I also fact-checked those assumptions to see how the geography of addiction might have changed over time. For example, four ZIP codes, including the three mentioned earlier in central San Diego, accounted for almost a third of opioid-related deaths in 2000. By 2015, those same communities accounted for less than one-sixth of deaths.

Get to know your local medical examiner

County medical examiner’s offices — or coroner’s offices depending on the local system — have a wealth of information. The data the local examiner’s office provided was central in showing how opioid deaths had increased in communities that had few, if any, opioid deaths in the early 2000s. Take the time to learn how your local agency works, what they track and which deaths they investigate. The annual reports they publish are a good place to start.

These experts also have a good understanding of current trends. Dr. Jonathan Lucas, the deputy medical examiner in San Diego, was one of the first experts to express concern to me about the growing number of fentanyl deaths in the county. Although the numbers were small compared to other opioids, he was able to provide context that showed it was worth looking into.

“(There’s) not only a trend in the number of deaths that are increasing due to fentanyl, but we’re seeing the emergence of these synthetic fentanyls or fentanyl analogs that people are synthesizing to act like fentanyl,” Lucas told me.

ZIP codes are your friend

Geography was a central element in this project. Picking the appropriate geographic level early on will save you a lot of time and energy.

When I was first analyzing the medical examiner’s data, I asked for a grouping of deaths by community. I was told that would take several weeks, if not months, of work from a separate county agency. And unlike my original non-geocoded data, it would not be free. When I modified my request to just add ZIP codes to the existing cases I got a spreadsheet within a couple of hours.

Organizing data by ZIP code is a quick, relatively low-tech way to provide geographic context to numbers. Unlike neighborhoods, they’re not subject to the opinions of residents and realtors. For a county like San Diego with large swaths of unincorporated land, finding boundaries for smaller communities can be nearly impossible. ZIP codes solve that problem.

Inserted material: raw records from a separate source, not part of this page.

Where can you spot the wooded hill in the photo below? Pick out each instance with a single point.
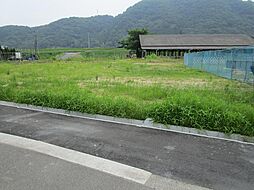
(158, 16)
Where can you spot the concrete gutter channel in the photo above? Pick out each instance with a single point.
(143, 176)
(138, 123)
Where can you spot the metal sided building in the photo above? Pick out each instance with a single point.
(177, 45)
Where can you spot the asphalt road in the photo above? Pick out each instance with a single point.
(21, 169)
(200, 161)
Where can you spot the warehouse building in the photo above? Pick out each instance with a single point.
(177, 45)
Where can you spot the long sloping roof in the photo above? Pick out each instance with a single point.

Using ZIP codes also allowed us to create an interactive map where readers can search their own community for current and historical data about opioid addiction.

All of the above

Using an “all of the above” tack to data can help bolster results. One of the biggest challenges with taking a data-based look at opioid addiction is that there’s no master database. The addict population often overlaps with and blends into legitimate painkiller users.

Multiple independent data sources can bolster the analysis and provide a more nuanced picture of addiction. For example, one of the core findings of this project was that a large share of those addicted to opioids in San Diego were white men.

We saw that in the demographics of opioid deaths from the medical examiner’s office. We also saw the same pattern with data on opioid-related emergency room visits from the California Department of Public Health’s . Those two datasets also revealed unexpected details: Young people represented half of all ER visits but a relatively smaller share of deaths. That helped us provide more nuance about who was using and dying from opioids.

Last but not least, never let the data overshadow the human stories. Data can provide the engine for the project, but your reporting should be driven by the human sources and experts you interview.